[time-nuts] Thoughts on Cs tube failure modes

John Miles jmiles at pop.net
Sun Nov 30 09:28:37 UTC 2008


I recently found a tube from a 5062C on eBay in unknown condition for not
*too* much money, and thought it would be interesting to power it up on the
bench.  Once I got it and saw the 19xx-prefix serial number, I wasn't too
optimistic, since it could potentially be 25 years old or more.  Things went
well for the first few steps of the process, but then the experiment failed
big-time.

1) I first applied +2600V to the ion pump with nothing else connected.  Spec
is < 10 uA.  There was a brief spike to ~100 uA, but within a few seconds,
the current began to drop rapidly, ending up at about 1 uA after a few
minutes.  So far, so good.

2) I then brought the Cs oven up to temperature slowly with a variable
supply.  The 5062C runs its oven in a thermostatic loop, but it was easy
enough to warm the oven up slowly over 10 minutes or so, watching the
thermistor resistance to achieve the 200-ohm reading indicated on the tube
label.  The ion pump current rose to about 2.5 uA during the Cs oven warmup
process.

3) I then attempted to bring up the hot-wire ionizer, which takes 1 volt at
about 1.6 amps (when hot).  Simultaneously, the 22-mA C-field current and
13.9-volt mass-spec supply was applied.  As with the Cs oven, I brought the
ionizer voltage up slowly.

4) At that point the ion pump supply went into full current limiting at
circa 300 uA.

I killed the power quickly, removed the oven and hot-wire ionizer supplies,
and tried powering the ion pump up by itself once again.  Although a DMM
check indicated infinite resistance across the ion pump, the HV supply still
went into current limiting.

I'm guessing that the hot-wire ionizer element had enough crud on it to kill
the vacuum when it vaporized.  The tube envelope is probably OK, because the
ionizer wire itself didn't burn out.  Unfortunately I was watching only the
hot-wire ionizer current during that part of the process, so I don't know if
there was a point where I could have observed a rise in ion pump current and
backed off in time to avoid permanent damage.

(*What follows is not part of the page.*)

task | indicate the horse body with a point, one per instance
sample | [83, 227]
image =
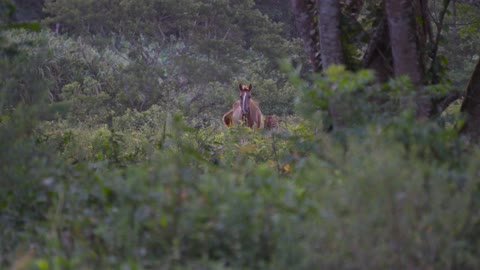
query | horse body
[244, 111]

The last step would have been to connect the -1900V electron multiplier
supply, feed in a 9.192632 GHz signal from an HP 8672A which would be
frequency-modulated with a slow sawtooth, and watch for an output signal on
a scope with a high-Z opamp buffer.  Unless there is some kind of sequencing
taboo that says "bring up the electron multiplier before the ionizer", I
don't immediately see what I might have done wrong.  Anyone see any obvious
newbie mistakes in the account above?  Or was it just a matter of expecting
too much from a Cs tube that might have been 20 years old?

For what it's worth, the electron multiplier also shorts out its (negative)
supply now.  I don't know if that would've happened earlier, since I never
tried to energize it during the pre-test checkout.